# Surprise litter...



## jujubee18 (May 21, 2010)

Well it is all my fault because I gave my cousin two little mice, that i was 100% sure were males because neither had nipples, but SURPRISE!! she just called me and told me they had babies...I am going to take the mom and the little ones and try and find good homes for all of them...possibly keep some of them. but really...I wonder what they will look like. there is a tri colored black white and yellow, and a black and white marked. I wonder what the babies will look like...

I'll keep you updated...


----------



## moustress (Sep 25, 2009)

Well, that sounds like almost too much fun! The black, white and yellow one can't be a tri color; it just can't. You must mean a marked yellow brindled mousie. Are you set up to post pix? If you have an actual calico I'll eat the rest of my bale of aspen bedding.


----------



## jujubee18 (May 21, 2010)

the mouse is almost all black except one spot that is on its face, and his belly that has some white as well. The spot has yellow and white...I only have a picture of when it was young but i will post it. I have no clue what coloring it is :] but he is cute.


----------



## Rhasputin (Feb 21, 2010)

Wow! What a cute mouse!


----------



## jujubee18 (May 21, 2010)

XD thank you I just found out that mouse is named Socrates and his girlfriends name is Mojo. So i won't get the little Socrates back but i will be able to show Mojo and her pinkies. :]


----------



## moustress (Sep 25, 2009)

That's pretty amazing *chomp* *need more water with this stuff**yum**loaded with fiber-good for me*...

You still have this mouse?

It probably won't breed true; I had a champagne mousie about five years ago that had an orange spot on it's flank. these things just happen; it's known as a 'sport" or a random occurence....there have been genuine calico type tris, but even those are hit and miss with the right mix of genes. http://www.hiiret.fi/eng/breeding/varie ... color.html There's the link to the full scoop.


----------



## jujubee18 (May 21, 2010)

HAHA you didn't actually have to eat it. No i don't have him anymore i gave him to my cousin, and since it is such a random occurrence, i doubt ill ever get another :] But glad she has him now. 
Wow thats a true calico O.O I only know about calico cats, and did you know that calico are only female? I wonder why and if that would also happen with mice if it was a sure breed.


----------



## Jack Garcia (Oct 9, 2009)

Cats have a different mechanism that produces calico than do mice. Theirs is sex-linked. Mice have dozens of ways to get three-colored animals, only one of which is sex-linked and it's not the same as with cats.


----------



## jujubee18 (May 21, 2010)

Thats really interesting! You said that one of them is sex linked? What is it?


----------



## Jack Garcia (Oct 9, 2009)

Sex-linked brindle. It's also called "xbrindle" and (confusingly), simply "brindle." When compared with white spotting of any sort, it can make mice with three distinct colors. Only females survive and reproduce.


----------



## jujubee18 (May 21, 2010)

Wow thats really interesting. But i'm a little confused on what coloring you would get. Do you have a picture?


----------



## MyBoyKurtis (May 17, 2010)

Jack Garcia said:


> Cats have a different mechanism that produces calico than do mice. Theirs is sex-linked. Mice have dozens of ways to get three-colored animals, only one of which is sex-linked and it's not the same as with cats.

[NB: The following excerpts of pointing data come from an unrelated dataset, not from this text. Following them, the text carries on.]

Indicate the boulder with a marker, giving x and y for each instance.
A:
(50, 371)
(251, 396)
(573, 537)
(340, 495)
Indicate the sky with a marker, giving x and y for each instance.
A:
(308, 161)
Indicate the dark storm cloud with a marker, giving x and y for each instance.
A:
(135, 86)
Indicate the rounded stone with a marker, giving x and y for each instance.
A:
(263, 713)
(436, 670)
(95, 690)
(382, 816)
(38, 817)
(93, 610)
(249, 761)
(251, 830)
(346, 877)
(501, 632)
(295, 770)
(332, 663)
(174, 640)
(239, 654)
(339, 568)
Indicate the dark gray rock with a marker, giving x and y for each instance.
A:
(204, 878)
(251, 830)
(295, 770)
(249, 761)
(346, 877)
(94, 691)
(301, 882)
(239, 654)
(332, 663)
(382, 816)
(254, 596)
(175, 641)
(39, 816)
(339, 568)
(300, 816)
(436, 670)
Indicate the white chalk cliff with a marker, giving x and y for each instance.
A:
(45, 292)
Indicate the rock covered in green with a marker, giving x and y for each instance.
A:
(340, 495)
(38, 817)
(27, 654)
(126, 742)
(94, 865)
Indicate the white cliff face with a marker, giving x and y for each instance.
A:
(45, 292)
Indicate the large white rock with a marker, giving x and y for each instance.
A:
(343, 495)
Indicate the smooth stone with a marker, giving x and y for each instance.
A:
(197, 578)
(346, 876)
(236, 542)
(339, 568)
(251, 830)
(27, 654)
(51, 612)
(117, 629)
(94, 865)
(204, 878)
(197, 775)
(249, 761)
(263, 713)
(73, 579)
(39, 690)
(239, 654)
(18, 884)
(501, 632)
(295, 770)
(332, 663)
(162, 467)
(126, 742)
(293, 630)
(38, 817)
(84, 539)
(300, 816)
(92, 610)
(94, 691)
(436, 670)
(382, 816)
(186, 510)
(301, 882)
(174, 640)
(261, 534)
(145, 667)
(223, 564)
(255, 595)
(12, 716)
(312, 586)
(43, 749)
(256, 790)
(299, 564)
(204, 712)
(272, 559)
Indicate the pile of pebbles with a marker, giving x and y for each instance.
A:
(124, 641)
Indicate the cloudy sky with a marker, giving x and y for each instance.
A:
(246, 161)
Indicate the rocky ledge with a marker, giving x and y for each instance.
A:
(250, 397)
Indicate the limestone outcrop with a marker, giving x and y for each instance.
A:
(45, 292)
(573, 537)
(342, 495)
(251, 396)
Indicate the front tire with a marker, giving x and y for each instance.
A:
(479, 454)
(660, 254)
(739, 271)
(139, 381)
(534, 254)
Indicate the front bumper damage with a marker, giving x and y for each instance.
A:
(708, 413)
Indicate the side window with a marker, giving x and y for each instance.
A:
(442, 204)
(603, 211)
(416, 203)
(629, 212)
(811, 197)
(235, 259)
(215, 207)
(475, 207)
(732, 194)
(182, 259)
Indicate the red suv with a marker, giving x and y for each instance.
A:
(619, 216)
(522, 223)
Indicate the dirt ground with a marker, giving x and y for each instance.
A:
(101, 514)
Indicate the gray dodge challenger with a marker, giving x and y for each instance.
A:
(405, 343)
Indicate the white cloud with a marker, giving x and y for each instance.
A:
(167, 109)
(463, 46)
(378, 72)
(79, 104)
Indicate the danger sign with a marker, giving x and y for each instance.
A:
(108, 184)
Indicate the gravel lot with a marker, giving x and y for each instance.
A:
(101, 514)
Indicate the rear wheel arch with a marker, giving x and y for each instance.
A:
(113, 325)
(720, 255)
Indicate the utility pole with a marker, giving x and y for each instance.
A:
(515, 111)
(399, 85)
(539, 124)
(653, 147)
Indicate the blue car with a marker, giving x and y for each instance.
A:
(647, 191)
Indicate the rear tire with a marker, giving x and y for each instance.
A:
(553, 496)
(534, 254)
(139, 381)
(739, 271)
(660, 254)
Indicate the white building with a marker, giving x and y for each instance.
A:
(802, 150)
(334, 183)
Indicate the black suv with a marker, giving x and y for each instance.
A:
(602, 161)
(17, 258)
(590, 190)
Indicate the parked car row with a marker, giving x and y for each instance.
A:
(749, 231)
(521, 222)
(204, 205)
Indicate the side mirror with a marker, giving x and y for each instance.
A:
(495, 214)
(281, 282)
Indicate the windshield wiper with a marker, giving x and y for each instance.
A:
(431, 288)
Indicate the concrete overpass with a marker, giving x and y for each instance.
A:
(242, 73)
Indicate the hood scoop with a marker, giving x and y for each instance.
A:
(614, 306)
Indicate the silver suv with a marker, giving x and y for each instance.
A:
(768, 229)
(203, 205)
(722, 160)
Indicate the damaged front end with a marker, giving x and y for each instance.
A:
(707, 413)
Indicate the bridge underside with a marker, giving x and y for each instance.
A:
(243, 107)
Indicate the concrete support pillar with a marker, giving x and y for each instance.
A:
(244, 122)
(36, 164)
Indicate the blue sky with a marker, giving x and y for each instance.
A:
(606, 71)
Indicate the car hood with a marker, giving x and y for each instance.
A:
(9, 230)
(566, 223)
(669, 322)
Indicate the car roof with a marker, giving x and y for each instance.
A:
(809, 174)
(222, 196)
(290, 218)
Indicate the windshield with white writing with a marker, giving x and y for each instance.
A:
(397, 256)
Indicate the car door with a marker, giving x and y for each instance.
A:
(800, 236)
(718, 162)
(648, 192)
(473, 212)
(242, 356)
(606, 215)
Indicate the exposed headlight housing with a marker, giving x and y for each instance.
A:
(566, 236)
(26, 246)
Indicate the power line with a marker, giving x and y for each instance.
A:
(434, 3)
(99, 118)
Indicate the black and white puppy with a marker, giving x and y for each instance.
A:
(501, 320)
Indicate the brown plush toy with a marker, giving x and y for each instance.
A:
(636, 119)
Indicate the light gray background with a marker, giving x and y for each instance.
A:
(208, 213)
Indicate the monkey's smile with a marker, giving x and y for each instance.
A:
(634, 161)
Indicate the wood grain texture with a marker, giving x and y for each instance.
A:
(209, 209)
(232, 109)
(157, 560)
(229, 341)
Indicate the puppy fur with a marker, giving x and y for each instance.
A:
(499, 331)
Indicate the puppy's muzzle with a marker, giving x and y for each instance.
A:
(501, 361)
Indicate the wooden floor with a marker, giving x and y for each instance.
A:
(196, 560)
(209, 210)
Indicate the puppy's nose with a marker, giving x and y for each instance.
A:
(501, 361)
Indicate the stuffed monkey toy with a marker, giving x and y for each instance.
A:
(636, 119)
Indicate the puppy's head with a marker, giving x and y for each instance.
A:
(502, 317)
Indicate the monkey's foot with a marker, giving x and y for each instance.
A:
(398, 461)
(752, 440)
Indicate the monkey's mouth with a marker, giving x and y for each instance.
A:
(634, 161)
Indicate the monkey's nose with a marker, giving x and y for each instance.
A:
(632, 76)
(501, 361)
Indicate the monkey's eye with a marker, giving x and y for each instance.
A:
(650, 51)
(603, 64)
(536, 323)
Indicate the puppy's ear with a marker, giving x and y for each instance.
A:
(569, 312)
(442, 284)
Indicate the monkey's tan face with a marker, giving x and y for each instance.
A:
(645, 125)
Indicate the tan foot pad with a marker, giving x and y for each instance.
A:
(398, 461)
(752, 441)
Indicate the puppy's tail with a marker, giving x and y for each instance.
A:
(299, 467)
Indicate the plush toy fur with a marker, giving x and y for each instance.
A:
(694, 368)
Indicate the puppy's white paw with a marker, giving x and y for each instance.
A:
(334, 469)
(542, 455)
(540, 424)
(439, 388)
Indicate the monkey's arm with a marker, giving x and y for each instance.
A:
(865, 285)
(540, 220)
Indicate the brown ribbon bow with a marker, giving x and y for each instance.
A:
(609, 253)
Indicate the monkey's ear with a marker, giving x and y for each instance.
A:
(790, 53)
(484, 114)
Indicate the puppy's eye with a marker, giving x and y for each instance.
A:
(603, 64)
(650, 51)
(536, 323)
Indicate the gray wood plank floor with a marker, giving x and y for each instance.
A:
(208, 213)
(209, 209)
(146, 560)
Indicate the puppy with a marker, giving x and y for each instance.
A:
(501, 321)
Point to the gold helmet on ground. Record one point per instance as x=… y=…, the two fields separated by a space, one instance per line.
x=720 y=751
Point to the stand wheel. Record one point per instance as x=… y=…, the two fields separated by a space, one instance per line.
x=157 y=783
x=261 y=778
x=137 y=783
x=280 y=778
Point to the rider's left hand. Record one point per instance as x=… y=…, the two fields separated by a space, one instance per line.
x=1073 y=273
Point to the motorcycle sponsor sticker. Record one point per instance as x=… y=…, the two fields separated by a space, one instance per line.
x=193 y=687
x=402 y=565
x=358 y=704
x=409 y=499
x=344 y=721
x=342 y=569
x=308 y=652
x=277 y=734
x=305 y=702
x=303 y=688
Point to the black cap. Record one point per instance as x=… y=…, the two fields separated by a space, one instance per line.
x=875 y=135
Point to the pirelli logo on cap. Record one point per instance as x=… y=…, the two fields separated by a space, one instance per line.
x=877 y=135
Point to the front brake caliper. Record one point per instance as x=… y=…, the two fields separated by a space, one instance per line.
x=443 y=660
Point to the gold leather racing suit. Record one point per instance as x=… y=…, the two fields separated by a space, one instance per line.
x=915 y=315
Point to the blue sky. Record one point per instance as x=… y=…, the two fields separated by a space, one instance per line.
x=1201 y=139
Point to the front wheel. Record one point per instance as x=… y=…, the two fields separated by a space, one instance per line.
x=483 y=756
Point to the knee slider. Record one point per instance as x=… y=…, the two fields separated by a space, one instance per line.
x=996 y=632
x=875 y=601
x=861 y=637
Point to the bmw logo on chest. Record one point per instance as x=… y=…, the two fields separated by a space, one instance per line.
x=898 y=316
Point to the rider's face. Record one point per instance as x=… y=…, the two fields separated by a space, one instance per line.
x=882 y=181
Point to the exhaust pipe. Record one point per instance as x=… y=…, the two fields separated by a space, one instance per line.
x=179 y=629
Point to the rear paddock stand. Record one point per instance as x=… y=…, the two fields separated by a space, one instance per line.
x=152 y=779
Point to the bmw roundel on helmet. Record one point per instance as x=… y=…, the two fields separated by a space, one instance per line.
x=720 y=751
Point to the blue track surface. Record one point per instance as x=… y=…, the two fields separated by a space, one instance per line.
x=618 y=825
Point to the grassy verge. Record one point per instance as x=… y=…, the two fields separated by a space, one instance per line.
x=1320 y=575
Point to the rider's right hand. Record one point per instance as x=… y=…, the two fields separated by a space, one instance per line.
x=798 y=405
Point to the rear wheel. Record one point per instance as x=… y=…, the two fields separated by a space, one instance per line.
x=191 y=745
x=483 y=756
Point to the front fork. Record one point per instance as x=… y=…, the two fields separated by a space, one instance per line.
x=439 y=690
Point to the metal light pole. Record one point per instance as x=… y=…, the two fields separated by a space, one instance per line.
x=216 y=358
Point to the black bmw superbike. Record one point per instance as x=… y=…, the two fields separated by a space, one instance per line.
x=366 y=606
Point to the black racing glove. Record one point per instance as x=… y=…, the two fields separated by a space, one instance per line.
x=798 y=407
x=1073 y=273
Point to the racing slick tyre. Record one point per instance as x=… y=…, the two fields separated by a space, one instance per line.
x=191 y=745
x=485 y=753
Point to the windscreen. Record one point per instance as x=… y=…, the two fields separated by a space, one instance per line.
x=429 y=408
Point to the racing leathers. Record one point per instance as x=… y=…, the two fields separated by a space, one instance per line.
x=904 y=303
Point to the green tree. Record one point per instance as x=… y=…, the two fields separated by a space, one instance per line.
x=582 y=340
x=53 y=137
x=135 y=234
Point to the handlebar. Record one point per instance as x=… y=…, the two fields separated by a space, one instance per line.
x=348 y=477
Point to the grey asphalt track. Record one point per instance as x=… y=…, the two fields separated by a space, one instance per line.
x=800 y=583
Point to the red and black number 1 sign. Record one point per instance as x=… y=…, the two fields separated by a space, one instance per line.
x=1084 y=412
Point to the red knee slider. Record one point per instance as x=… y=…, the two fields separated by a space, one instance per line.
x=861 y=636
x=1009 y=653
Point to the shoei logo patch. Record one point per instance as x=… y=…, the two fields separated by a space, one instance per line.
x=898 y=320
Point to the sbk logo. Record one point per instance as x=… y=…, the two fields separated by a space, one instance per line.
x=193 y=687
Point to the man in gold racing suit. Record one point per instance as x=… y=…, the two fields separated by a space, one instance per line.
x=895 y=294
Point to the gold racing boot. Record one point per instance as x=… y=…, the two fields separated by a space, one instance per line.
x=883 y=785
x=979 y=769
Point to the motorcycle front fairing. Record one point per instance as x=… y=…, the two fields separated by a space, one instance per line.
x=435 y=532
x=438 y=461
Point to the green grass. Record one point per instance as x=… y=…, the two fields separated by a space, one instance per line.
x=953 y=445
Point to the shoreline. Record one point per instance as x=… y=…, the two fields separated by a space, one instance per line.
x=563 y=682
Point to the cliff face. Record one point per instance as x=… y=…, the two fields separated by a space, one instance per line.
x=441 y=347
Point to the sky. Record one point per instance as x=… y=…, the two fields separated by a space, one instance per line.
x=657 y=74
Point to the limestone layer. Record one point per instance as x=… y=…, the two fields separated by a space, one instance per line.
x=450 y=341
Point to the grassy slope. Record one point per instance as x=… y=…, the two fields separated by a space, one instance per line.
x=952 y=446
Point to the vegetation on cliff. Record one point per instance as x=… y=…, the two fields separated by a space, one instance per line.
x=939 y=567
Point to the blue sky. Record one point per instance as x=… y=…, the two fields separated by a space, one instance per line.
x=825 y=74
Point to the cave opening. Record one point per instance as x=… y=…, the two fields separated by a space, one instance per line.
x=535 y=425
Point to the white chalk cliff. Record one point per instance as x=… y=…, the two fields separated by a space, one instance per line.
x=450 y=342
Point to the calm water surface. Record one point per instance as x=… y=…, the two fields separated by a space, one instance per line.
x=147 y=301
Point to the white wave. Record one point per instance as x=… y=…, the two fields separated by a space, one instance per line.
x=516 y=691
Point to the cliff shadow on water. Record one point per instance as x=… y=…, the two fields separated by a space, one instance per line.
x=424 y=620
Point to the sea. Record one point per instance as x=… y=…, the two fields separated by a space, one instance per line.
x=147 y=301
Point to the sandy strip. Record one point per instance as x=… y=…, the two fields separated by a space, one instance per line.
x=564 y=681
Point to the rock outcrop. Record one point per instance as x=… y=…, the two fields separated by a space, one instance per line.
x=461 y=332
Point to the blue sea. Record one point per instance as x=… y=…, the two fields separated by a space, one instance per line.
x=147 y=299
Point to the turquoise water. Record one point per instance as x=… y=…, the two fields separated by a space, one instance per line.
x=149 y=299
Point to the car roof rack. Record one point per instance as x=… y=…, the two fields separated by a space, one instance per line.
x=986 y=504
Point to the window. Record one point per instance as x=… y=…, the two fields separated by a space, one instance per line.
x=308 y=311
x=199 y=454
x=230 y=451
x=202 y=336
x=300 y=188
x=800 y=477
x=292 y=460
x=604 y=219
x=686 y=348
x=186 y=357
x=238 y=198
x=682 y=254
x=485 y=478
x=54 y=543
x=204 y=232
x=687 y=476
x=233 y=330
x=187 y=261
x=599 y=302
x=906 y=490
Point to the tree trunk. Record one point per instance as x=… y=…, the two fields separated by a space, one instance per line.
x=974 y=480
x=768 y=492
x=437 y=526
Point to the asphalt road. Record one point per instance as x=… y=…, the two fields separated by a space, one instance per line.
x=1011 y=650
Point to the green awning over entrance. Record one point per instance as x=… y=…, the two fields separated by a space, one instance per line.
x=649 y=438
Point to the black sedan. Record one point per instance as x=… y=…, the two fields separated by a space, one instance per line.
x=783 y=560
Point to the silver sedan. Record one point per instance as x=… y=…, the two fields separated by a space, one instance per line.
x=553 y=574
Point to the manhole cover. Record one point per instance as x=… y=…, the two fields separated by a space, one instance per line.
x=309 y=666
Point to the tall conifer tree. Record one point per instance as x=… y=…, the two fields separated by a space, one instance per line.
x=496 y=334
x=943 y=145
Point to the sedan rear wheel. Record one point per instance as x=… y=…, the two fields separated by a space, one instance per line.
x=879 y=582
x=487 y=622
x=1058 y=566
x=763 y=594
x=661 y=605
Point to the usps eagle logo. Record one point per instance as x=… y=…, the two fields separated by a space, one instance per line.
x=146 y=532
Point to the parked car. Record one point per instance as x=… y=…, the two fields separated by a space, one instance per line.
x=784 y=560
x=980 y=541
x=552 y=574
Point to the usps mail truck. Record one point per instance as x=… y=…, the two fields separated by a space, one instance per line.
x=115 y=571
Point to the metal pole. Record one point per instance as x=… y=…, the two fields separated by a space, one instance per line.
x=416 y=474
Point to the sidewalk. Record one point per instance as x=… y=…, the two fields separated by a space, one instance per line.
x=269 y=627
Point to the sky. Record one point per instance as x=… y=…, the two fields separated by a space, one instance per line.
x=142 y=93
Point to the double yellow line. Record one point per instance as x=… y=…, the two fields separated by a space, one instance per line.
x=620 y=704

But even with cats it doesnt always stay sex-linked. I have seen a few male calicos in my lifetime. One of which was on my aunts farm- he died when he was 3 months old tho  poor little thing


----------



## Jack Garcia (Oct 9, 2009)

Yeah, in sex-linked varieties, one gender usually doesn't make it very often, if at all.

Interestingly, there are sex-linked variants in humans, too, like many forms of colorblindness, which occur almost exclusively in men.


----------



## MyBoyKurtis (May 17, 2010)

yes, I remember that from biology ^_^ women carry a LOT more traits, right? So its much less common for us to get it than you guys :3


----------



## Jack Garcia (Oct 9, 2009)

Women have two X chromosomes, so if something is wrong on one of them, the other can "make up" for the lack. But men only have one X chromosome and one Y chromosome so if something is wrong with either one, we're out of luck!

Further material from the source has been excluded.